Pensez-vous que le Burkina pourrait être contaminé par les tripatouillages ?

Le Burkina n’est à l’abri d’aucune crainte. L’observateur lucide, honnête sait que si les choses ne changent pas, on va droit dans le mur. Les mêmes causes produisent les mêmes effets. Le drame en Afrique, c’est quand les crises naissent qu’on court pour chercher les solutions pendant qu’on a oublié les interpellations.
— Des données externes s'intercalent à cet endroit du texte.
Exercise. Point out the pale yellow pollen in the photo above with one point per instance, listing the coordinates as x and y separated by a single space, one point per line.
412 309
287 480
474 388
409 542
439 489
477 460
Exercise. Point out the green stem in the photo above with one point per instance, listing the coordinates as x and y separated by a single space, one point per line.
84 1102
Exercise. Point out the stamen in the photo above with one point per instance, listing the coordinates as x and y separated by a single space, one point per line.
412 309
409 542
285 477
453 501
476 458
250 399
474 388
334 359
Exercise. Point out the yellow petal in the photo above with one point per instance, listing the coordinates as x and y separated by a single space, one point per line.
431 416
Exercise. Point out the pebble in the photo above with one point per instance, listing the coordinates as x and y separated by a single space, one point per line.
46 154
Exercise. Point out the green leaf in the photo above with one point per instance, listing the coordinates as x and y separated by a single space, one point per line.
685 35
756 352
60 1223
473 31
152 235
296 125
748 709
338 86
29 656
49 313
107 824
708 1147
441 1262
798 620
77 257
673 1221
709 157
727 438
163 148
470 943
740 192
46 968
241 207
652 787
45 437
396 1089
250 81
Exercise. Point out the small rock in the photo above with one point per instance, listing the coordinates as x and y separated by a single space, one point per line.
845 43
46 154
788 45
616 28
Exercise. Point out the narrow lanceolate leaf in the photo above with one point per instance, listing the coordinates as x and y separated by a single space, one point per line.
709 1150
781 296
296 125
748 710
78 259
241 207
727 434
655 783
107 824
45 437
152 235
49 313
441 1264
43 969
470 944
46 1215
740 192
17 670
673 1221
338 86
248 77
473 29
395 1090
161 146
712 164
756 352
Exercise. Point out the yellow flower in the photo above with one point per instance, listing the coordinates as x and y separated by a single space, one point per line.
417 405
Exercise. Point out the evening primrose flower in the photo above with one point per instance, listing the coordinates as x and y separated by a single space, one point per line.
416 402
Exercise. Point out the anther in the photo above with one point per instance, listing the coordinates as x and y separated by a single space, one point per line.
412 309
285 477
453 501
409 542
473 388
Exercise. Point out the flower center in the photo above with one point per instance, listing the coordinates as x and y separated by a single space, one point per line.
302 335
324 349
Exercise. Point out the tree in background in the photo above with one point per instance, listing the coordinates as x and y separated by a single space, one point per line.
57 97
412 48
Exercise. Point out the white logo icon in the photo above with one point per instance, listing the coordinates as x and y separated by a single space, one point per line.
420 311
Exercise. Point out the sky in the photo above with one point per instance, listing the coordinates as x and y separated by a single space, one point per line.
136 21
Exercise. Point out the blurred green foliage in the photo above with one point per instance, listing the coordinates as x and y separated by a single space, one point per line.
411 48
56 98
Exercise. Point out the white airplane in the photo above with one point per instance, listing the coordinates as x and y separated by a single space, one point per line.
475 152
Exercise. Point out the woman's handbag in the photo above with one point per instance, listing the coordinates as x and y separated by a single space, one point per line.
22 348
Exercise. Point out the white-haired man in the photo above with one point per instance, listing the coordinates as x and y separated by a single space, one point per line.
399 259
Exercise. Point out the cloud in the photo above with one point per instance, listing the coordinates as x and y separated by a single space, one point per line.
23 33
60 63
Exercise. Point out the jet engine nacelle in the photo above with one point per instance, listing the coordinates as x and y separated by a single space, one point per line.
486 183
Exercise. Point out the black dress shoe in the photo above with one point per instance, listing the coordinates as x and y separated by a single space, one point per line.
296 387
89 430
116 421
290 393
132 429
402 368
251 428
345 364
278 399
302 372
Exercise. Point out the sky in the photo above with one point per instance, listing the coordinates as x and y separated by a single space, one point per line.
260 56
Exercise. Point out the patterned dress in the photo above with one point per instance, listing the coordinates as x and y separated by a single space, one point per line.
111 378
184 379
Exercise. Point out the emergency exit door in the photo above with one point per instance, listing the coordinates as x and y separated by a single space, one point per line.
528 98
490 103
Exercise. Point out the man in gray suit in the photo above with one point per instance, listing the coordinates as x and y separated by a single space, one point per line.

Prenez notre système démocratique. Ceux qu’on appelle juristes de haut niveau ont tous écrit des opinions là-dessus. Qui écoute les professeurs Ibriga, Loada, Bado ? C’est comme quand vous êtes malade et vous partez consulter un médecin. Un professeur de droit, c’est un médecin du droit. Il fait un diagnostic, il vous prescrit le traitement. Moi je peux même considérer qu’on veuille ne pas les écouter parce que dans ce pays, quand vous développez une idée contraire au pouvoir, vous êtes de l’opposition. L’opposition aussi, quand vous la critiquez un peu, vous êtes du pouvoir. En fait, on est dans un schéma où je ne sais pas ce qu’on recherche. Je doute fort que l’ensemble des acteurs en présence aujourd’hui aient le souci de sortir ce pays de sa misère. C’est donc dire que la crise dont vous parlez, elle est claire, si on n’a pas le courage d’opérer les réformes qu’il faut au lieu de faire des réformettes, comme les dernières réformes électorales entreprises par l’Assemblée nationale.

Pour revenir à ce que Salif Diallo a proposé, est-ce qu’un régime parlementaire peut-être appliqué au Burkina ?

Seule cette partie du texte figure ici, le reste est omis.